La scène se passe sur la place publique. Les acteurs principaux examinent avec soin les allants et les venants. Enfin apparaît sur l'horizon l'individu qu'ils attendent; sa physionomie, son costume, décèlent un quidam aussi crédule qu'intéressé. L'un des observateurs l'aborde et lui adresse quelques-unes de ces questions dont la réponse doit révéler à l'interrogateur l'état des finances de l'interrogé. Si les renseignements obtenus lui paraissent favorables, il fait un signe, alors l'un de ses compagnons prend les devants et laisse tomber de sa poche une boîte ou un petit paquet, de manière cependant à ce que l'étranger ne puisse faire autrement qui de remarquer l'objet; c'est ce qui arrive en effet, et au moment où il se baisse pour le ramasser, sa nouvelle connaissance s'écrie: «Part à deux.» On s'empresse d'ouvrir le paquet à la grande joie du pantre. On y trouve ou une bague ou une épingle magnifique, un écrit accompagne l'objet et cet écrit est la Facture d'un marchand joaillier qui reconnaît avoir reçu d'un domestique une somme assez forte pour le prix de ce qu'il envoie à M. le marquis ou à M. le comte un tel. «Nous ne rendrons pas cela, dit le fripon; un marquis, un comte a bien le moyen de perdre quelque chose et nous serions de bien grands niais si nous ne profitions pas de la bonne aubaine que le ciel nous envoie.» La dupe ne pense pas autrement il ne reste donc plus qu'à vendre l'objet, voilà le difficile. Le ramastique fait observer que cela ne serait peut-être pas prudent, on ne se défait pas facilement d'un objet d'un aussi grand prix, comment faire? «Ecoutez dit enfin le fripon, vous me paraissez un honnête garçon et je vais vous donner une marque de confiance dont vous vous montrerez digne je l'espère; je vais laisser l'objet entre vos mains, mais comme j'ai besoin d'argent, vous me ferez l'avance de quelques centaines de francs, mais j'exige que vous me donniez votre adresse.» Le niais qui déjà est déterminé à garder toute la valeur de ce qu'on a trouvé s'empresse d'accepter la proposition, et dans son for intérieur il se moque de la simplicité de son compagnon; il ne cesse de rire à ses dépens que lorsqu'il a fait estimer la trouvaille par un joaillier qui lui apprend que le bijou qu'il possède vaut tout au plus quinze ou vingt francs.
Les ramastiques sont presque tous des juifs. Chacun d'eux est vêtu d'un costume approprié au rôle qu'il doit jouer. Celui qui accoste est presque toujours vêtu comme un ouvrier, le perdant se distingue par la largeur de son pantalon dont une des jambes sert de conducteur à l'objet pour le faire arriver jusqu'à terre. Quelques femmes exercent ce genre d'industrie, mais comme il est facile de le présumer elle ne s'adressent qu'à des personnes de leur sexe.

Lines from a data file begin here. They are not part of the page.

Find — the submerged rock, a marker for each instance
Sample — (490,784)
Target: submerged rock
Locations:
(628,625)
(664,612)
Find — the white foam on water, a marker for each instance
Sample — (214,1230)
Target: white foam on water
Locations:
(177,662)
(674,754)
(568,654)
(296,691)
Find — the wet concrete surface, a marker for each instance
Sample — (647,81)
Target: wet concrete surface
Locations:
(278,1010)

Sur vingt individus trompés par les ramastiques, dix-huit au moins donnent un faux nom et une fausse adresse, s'il est vrai que l'intention doive être punie comme le fait, nous demanderons s'il ne serait pas juste d'infliger aux dupes une punition de nature à leur servir de leçon.
Ne soyez jamais assez sot pour vouloir partager avec un homme qui trouve un objet quelconque surtout si pour cela il faut dénouer les cordons de votre bourse.
(K) Voleurs qui se lient avec une personne pour la tromper ensuite d'une manière quelconque. Tous les membres de la grande famille des trompeurs peuvent donc être nommés ainsi. Le vol du lingot, commis au préjudice du limonadier à moustaches grises (qui n'est autre qu'un personnage dont déjà plusieurs fois nous avons parlé à nos lecteurs. Ronquetti, dit le duc de Modène), est un échantillon suffisant de la manière dont procèdent les soulasses.